Dozens of tiny chimney swift birds were struck by passing vehicles along I-295 yesterday. Officials said they were chasing bugs at the time.
Dozens of birds died Wednesday near the Blue Plains wastewater treatment facility, but the manager of DC Water said there is no indication that the plant had any direct connection to the deaths.
George Hawkins, general manager of DC Water, said the chimney swifts were apparently trying to eat bugs near the facility when they were struck by vehicles driving on Interstate 295. Hawkins said many of the drivers probably didn't know the birds were being hit because they are so small.
DC Water and the Department of Health responded to reports of dead birds on the road Wednesday night. The Department of Health even sent a hazmat team to investigate.

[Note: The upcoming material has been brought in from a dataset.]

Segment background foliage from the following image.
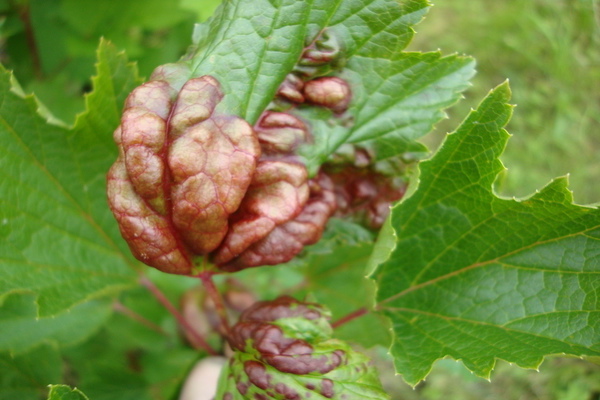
[0,0,600,400]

The American Bird Conservancy said it doesn't think any external factors were involved and that it is possible "that atmospheric conditions forced the birds to fly very low to the ground where they were struck by passing vehicles."
A spokesman said that situations like this can happen when the weather is cool and wet. It causes bugs to fly closer to the ground, and the birds will follow. A similar situation happened recently in Richmond, Va., he said.
The ABC put the number of birds that were killed at about 200.
Hawkins said three of the birds are being examined at a local lab "just to be absolutely certain" that there was no connection to the treatment facility.
The birds apparently are migrating from New England to the south, Hawkins said.
The Department of Health is the agency in charge of the investigation because the incident happened off of Blue Plains property on the I-295 corridor and on Overlook Road SE.
The Blue Plains Advanced Wastewater Treatment Plant is the largest of its kind in the world, according to DC Water.